La tension entre l'autonomie et la soumission
Il existe une tension apparente entre le respect de la conscience personnelle autonome et la soumission à la loi objective de Dieu. Cette tension n'est qu'apparente. La véritable liberté de conscience ne consiste pas à faire ce qu'on veut, mais à faire ce qu'on doit. La conscience libre n'est pas celle qui refuse les contraintes morales, mais celle qui accepte avec joie la loi de Dieu comme la source de sa véritable liberté.

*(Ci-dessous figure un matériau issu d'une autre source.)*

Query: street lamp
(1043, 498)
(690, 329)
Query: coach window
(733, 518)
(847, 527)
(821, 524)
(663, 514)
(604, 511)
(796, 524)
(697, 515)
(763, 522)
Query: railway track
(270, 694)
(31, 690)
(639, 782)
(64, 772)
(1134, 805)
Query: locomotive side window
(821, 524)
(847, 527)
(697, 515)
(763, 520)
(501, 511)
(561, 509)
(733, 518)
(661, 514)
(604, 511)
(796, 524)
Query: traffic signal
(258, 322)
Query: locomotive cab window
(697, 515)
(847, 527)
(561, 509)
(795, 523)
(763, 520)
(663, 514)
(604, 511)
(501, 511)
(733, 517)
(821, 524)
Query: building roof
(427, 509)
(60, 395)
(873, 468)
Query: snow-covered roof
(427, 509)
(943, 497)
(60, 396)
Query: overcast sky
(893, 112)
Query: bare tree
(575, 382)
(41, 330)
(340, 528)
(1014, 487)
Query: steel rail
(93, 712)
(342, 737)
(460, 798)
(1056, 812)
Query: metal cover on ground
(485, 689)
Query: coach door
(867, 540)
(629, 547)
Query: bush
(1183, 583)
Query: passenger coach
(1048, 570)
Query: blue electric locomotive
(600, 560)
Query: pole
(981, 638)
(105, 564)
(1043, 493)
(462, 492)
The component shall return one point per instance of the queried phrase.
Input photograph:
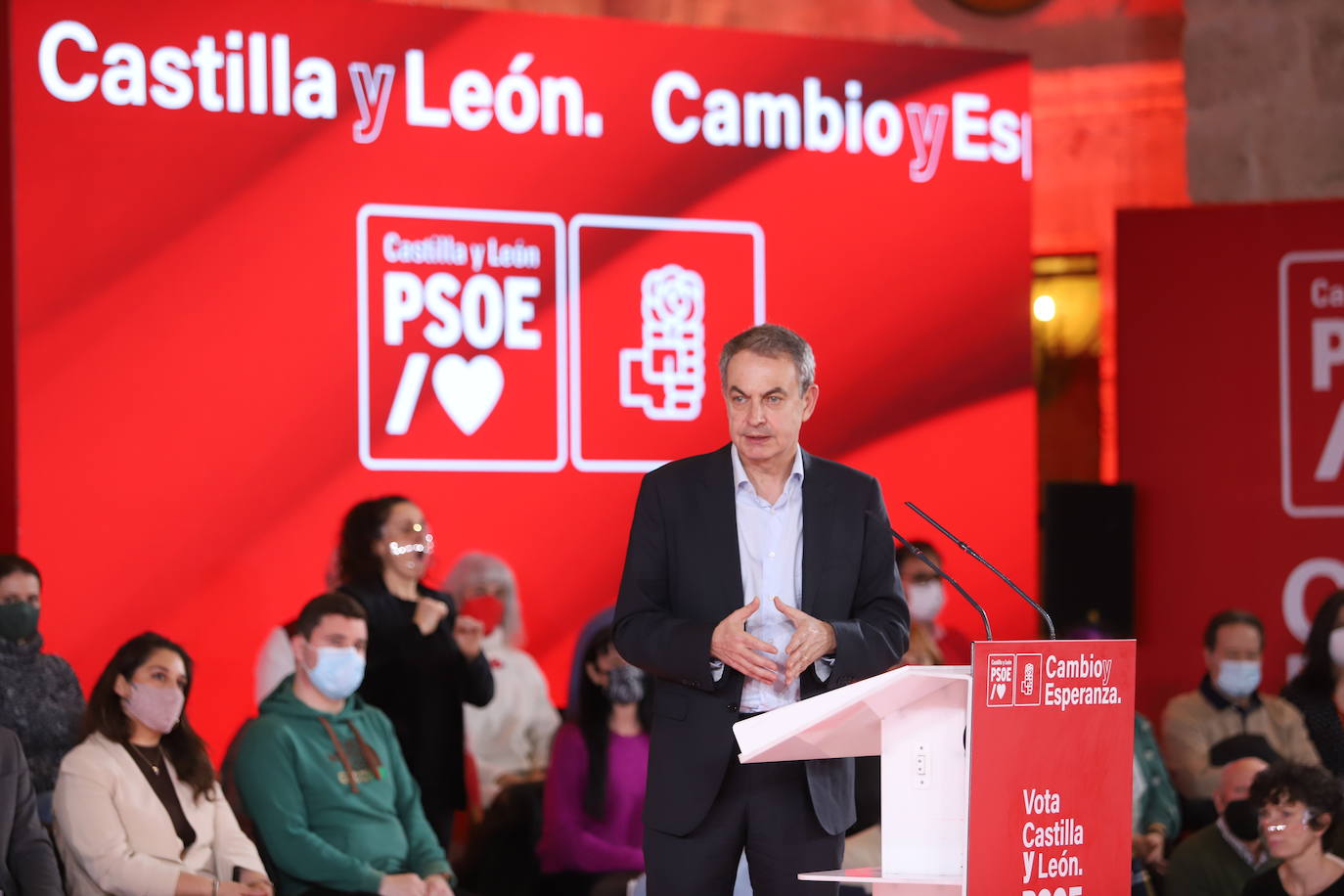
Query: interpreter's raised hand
(733, 647)
(812, 640)
(437, 885)
(468, 632)
(234, 888)
(401, 885)
(428, 612)
(255, 884)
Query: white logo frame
(640, 222)
(491, 215)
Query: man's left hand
(468, 632)
(812, 640)
(437, 885)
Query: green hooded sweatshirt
(333, 798)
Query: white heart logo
(468, 389)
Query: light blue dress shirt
(770, 551)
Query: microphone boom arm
(1050, 623)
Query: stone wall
(1265, 94)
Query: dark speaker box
(1088, 558)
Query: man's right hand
(733, 647)
(401, 885)
(428, 612)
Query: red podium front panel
(1052, 767)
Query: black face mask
(625, 684)
(1242, 820)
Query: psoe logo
(1002, 673)
(1311, 381)
(461, 338)
(1013, 680)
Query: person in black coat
(27, 860)
(755, 576)
(424, 659)
(1318, 691)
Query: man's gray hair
(772, 340)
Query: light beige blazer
(114, 833)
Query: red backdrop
(1222, 427)
(204, 295)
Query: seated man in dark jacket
(27, 860)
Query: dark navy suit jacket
(683, 576)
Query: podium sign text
(1052, 763)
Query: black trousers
(762, 808)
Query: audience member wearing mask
(39, 694)
(1297, 805)
(137, 806)
(930, 643)
(1156, 816)
(1229, 705)
(27, 861)
(510, 737)
(323, 776)
(1318, 691)
(593, 831)
(1219, 859)
(424, 658)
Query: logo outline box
(1017, 679)
(468, 465)
(1285, 430)
(639, 222)
(1009, 661)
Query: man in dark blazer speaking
(755, 576)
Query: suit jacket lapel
(816, 510)
(721, 522)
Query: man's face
(1234, 641)
(916, 571)
(331, 632)
(21, 587)
(1235, 781)
(765, 406)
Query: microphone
(945, 576)
(1050, 623)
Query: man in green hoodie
(323, 776)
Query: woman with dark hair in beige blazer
(137, 806)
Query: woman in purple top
(592, 829)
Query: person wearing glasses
(1297, 806)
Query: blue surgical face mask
(337, 672)
(1238, 677)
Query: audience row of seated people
(352, 771)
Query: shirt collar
(739, 473)
(1238, 846)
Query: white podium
(916, 718)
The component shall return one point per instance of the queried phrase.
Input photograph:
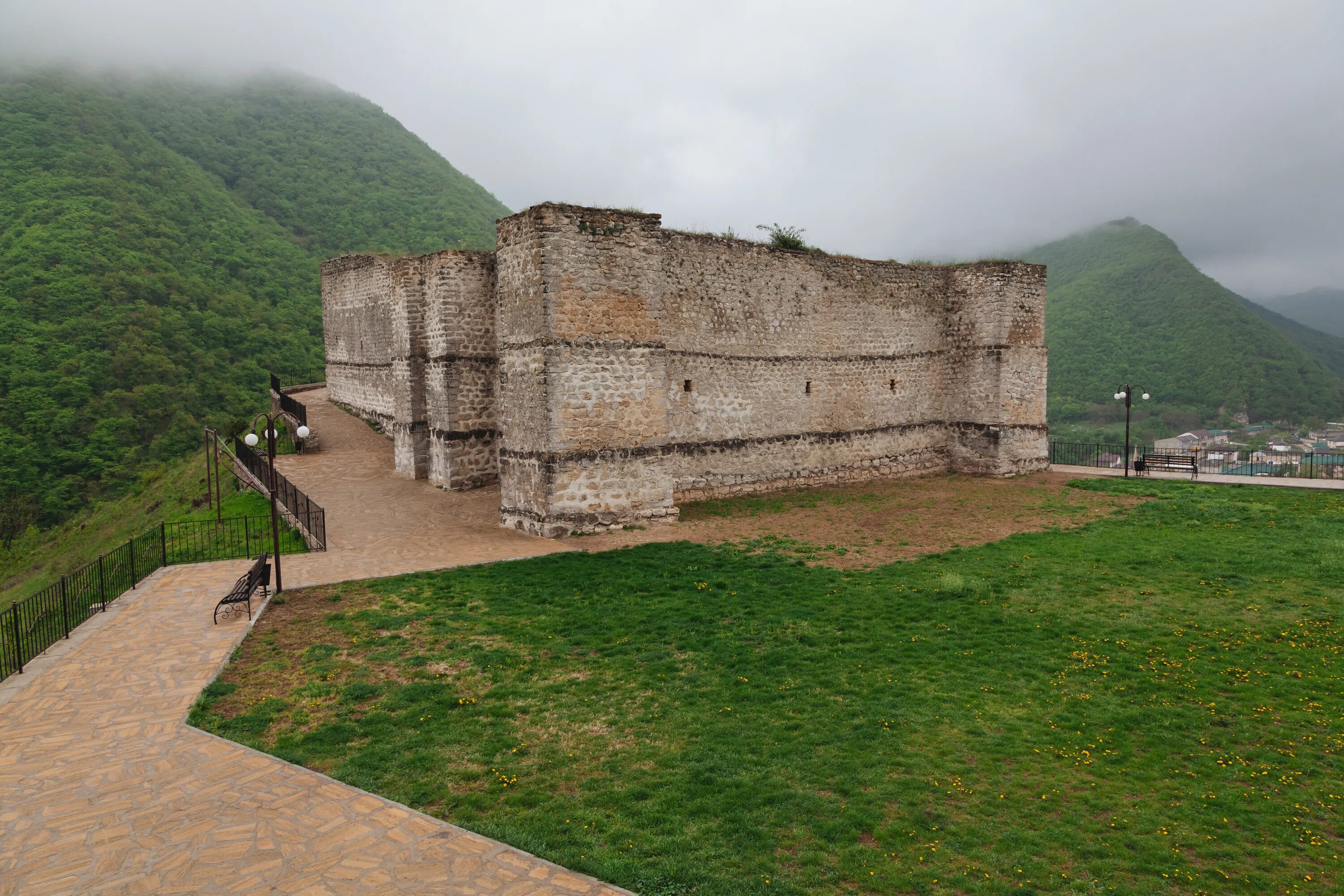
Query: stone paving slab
(104, 789)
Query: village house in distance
(603, 369)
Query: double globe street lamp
(1127, 393)
(250, 440)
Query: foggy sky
(949, 129)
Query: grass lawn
(1146, 704)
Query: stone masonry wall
(410, 346)
(358, 327)
(615, 369)
(461, 369)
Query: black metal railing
(1217, 458)
(310, 513)
(288, 404)
(1094, 453)
(297, 378)
(230, 539)
(37, 622)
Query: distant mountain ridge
(1125, 307)
(1320, 308)
(159, 252)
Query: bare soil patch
(879, 521)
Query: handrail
(37, 622)
(299, 509)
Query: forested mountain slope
(1125, 306)
(330, 167)
(1324, 347)
(1320, 308)
(159, 252)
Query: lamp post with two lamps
(1123, 393)
(250, 440)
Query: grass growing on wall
(1147, 704)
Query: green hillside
(1324, 347)
(159, 252)
(334, 170)
(1320, 308)
(1125, 306)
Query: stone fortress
(601, 369)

L'enseignement de Vatican II
Le Concile Vatican II a affirmé solennellement le droit à la liberté de conscience et de religion. Il a déclaré que tout homme a le droit de suivre sa conscience dans les matières religieuses sans contrainte. Cependant, le Concile a également souligné que ce droit s'accompagne du devoir grave de chercher la Vérité et de se soumettre à ses exigences une fois découvertes.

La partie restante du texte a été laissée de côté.